A few weeks went by. One Friday the father said that "it just somehow didn't seem right" to have the television on with the little one walking around the house singing Shabbat songs, and with the candle burning on the table. While the candle was lit, he could not bring himself to turn on the television. Some time later the telephone rang and mother did not answer it, because the candle was still lit.

Weeks later mother surveyed the Friday night scene and decided that something was wrong. How strange it looked to see just the single candle burning on the table, to see her little daughter full of joy and telling everyone that it was a holy day, etc., while she, the mother, was busy as if it were just an ordinary day. "It just doesn't seem right! I'm going to start lighting candles, too!" Once she started lighting candles, she could not bring herself to turn on the oven. "After all, I have just declared in the blessing that it is the Holy Shabbat; how can I now go ahead with making supper -- and turn the oven on or off in violation of the Sabbath?"

No one likes cold food; so mother started to make "cholent" (the traditional Shabbat stew allowed to cook from Friday afternoon until Shabbat afternoon) for the midday meal. Naturally, the whole "cholent" procedure affected the way they did things and the meals they ate the next day, too.

Later, mother decided that since she was now lighting candles, she would dress up in honor of the Friday night atmosphere.

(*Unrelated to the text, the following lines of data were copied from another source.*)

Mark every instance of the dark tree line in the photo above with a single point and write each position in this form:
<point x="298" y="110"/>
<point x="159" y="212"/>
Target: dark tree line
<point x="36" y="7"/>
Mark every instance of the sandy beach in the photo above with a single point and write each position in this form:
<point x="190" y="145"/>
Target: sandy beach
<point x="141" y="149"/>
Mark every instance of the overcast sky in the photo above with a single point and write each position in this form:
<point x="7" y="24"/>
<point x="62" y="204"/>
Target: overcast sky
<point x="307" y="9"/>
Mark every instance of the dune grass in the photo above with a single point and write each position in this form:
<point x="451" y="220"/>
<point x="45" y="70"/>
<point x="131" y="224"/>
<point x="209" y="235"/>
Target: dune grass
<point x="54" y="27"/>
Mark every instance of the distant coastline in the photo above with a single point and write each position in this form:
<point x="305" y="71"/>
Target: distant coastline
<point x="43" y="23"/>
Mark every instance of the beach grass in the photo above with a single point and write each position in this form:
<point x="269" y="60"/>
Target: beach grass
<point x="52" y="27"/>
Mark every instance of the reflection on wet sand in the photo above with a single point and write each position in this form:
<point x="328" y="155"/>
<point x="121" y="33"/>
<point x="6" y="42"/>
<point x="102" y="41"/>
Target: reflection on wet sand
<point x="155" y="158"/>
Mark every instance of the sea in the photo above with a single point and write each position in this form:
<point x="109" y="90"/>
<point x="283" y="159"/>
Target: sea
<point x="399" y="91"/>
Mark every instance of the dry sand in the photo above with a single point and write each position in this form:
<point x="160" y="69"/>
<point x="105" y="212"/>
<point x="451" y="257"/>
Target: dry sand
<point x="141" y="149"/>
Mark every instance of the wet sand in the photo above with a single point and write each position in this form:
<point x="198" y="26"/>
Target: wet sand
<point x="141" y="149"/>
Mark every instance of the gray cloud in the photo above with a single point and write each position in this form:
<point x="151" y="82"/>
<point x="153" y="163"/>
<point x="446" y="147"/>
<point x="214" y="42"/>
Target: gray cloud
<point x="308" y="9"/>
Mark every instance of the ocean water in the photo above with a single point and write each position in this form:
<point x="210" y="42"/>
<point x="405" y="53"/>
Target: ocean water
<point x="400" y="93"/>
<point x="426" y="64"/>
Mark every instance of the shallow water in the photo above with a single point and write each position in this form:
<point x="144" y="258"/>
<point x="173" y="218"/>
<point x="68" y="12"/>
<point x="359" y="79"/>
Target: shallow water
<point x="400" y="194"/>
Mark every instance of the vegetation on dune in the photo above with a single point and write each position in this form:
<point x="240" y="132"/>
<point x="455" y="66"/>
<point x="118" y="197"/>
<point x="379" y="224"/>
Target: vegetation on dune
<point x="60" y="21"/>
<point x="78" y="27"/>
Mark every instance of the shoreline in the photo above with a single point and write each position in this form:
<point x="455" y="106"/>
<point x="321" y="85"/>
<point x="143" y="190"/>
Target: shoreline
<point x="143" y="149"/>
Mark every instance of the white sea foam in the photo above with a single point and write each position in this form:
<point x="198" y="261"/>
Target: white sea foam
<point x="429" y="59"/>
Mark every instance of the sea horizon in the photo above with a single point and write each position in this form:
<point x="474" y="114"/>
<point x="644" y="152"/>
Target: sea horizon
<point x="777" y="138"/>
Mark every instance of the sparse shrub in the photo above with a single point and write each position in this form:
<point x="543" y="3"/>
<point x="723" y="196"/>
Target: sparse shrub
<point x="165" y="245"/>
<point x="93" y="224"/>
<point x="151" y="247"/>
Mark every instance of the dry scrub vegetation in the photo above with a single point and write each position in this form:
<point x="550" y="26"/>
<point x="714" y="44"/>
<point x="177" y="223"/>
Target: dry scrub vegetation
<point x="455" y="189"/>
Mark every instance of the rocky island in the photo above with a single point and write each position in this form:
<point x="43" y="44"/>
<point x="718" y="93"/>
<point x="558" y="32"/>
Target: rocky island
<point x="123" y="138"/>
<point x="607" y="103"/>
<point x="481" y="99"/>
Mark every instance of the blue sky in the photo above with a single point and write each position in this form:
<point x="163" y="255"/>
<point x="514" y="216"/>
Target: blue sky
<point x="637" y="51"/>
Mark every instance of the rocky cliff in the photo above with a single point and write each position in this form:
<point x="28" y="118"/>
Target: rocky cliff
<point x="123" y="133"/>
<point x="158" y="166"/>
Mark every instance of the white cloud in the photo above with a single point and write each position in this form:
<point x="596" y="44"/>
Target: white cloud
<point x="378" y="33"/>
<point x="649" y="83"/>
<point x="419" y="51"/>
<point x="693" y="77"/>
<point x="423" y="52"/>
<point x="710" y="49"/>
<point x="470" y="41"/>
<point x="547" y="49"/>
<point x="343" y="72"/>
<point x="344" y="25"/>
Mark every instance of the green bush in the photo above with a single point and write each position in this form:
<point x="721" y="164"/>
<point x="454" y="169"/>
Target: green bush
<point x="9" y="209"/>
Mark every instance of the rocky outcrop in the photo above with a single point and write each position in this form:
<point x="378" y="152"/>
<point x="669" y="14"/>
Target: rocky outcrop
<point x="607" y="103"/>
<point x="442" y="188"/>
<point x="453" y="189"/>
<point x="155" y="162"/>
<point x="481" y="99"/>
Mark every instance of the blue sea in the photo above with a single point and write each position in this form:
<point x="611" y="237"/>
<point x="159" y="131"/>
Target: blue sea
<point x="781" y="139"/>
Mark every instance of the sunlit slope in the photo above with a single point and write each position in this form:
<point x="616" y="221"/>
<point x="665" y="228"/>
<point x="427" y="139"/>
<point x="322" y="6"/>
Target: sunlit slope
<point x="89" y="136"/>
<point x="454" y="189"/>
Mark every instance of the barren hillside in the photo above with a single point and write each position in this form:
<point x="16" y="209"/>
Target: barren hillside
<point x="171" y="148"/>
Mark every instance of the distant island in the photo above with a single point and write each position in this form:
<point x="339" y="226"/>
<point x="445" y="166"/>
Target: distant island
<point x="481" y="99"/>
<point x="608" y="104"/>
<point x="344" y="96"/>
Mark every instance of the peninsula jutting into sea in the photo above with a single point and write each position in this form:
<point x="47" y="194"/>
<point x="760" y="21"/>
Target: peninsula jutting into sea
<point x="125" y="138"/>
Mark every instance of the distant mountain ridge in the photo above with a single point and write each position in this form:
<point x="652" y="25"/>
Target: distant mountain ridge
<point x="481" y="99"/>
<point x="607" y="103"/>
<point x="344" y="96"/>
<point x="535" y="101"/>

And so it went on. From one thing to another. From one aspect of Shabbat to another. From one small candle lit by one little girl following a scene and tears; to refraining from doing work while the candle was still burning; to the mother's beginning to light Shabbat candles; from there to the wearing of nicer clothes in honor of Shabbat; and on to refraining from all types of work prohibited on Shabbat.

Eventually the entire family and household became transformed. This family has now returned completely to their tradition and heritage. All, because of the light of one Shabbat candle!


The Jewish Women's Guide To Lighting Shabbat Candles(3)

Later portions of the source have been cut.